Reducing the risk, facing fear
Bindel’s geriatrician, Dr. Hillary Lum, with the UCHealth Seniors Clinic, referred her to the Fall Prevention Clinic. There, her occupational therapist recommended installing grab bars and non-skid strips in the shower and tub, improving lighting in her apartment – Bindel was recently diagnosed with age-related macular degeneration – and discarding throw rugs. Her physical therapist provided exercises, with pictures, designed to improve her balance. She also uses shoes that provide traction to guard against slipping if she has to walk across snow and ice.
Oberndorfer incorporated these and other suggestions in Bindel’s treatment plan and also caught another potential problem: a periodic fast heartbeat.

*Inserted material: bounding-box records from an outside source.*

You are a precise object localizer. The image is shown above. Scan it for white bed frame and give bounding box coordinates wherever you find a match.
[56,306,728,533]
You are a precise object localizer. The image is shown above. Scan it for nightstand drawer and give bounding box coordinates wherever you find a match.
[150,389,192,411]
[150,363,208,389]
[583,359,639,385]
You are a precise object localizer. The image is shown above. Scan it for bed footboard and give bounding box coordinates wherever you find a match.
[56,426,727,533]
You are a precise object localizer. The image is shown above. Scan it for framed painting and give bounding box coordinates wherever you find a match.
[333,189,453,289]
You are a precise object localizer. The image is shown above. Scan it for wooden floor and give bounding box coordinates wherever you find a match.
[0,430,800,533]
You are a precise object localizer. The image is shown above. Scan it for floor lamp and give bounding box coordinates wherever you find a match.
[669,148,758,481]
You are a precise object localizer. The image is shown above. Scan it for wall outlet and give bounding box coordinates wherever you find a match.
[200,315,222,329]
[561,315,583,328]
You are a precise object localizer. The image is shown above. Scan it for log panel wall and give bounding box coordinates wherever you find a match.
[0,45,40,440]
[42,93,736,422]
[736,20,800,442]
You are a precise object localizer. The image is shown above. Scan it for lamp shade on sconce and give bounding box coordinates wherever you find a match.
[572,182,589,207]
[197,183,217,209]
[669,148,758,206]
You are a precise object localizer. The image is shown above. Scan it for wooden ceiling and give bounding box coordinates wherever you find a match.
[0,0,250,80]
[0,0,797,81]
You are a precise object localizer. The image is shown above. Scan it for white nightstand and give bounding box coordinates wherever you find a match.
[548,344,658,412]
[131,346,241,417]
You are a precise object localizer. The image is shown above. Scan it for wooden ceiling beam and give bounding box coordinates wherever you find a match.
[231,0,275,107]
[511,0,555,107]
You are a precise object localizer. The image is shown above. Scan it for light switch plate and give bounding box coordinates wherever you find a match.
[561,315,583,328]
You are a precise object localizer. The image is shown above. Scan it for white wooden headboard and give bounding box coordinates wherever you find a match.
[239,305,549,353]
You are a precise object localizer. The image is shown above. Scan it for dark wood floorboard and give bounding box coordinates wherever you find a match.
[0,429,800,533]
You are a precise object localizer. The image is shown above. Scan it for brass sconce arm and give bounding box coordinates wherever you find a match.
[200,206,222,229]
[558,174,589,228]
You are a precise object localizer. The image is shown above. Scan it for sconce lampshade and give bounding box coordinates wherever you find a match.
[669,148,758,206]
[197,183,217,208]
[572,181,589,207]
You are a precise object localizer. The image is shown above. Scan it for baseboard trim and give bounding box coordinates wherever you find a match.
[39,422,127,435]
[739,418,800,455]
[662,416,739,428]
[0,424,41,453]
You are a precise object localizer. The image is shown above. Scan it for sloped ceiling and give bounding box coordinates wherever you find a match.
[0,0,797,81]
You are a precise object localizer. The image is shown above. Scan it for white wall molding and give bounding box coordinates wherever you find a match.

He referred her to a cardiologist who had her wear a heart monitor and is continuing to evaluate her condition.
“I appreciated so much their input about what I personally need,” Bindel said of the clinic team. “Dr. Oberndorfer looks you straight in the eye and tells you everything he wants.” She said the clinic team has helped to reduce her fear of falling.
But about that walker. Bindel cheerily admits to being vain and confesses she only reluctantly stowed her “beautiful high heels.” She initially resisted her physical therapist’s advice that a walker was her best protection against another fall.
“I didn’t want to give in to that,” she said. “But my physical therapist told me a cane is no help for someone with a balance problem like mine. I discovered I felt more secure with a walker and could walk a little bit faster.”
For Jessica Elliott, stories like Bindel’s can dispel misunderstandings about falls.
“People see falling as a normal part of aging,” she said. “It’s common, but I don’t want people to think of it as normal. People think of it as something that just happens as you get older and there’s nothing you can do about it. I want to let people know that there is a lot that you can do to prevent falling.”
UCHealth also offers an evidence-based fall prevention program called Stepping On.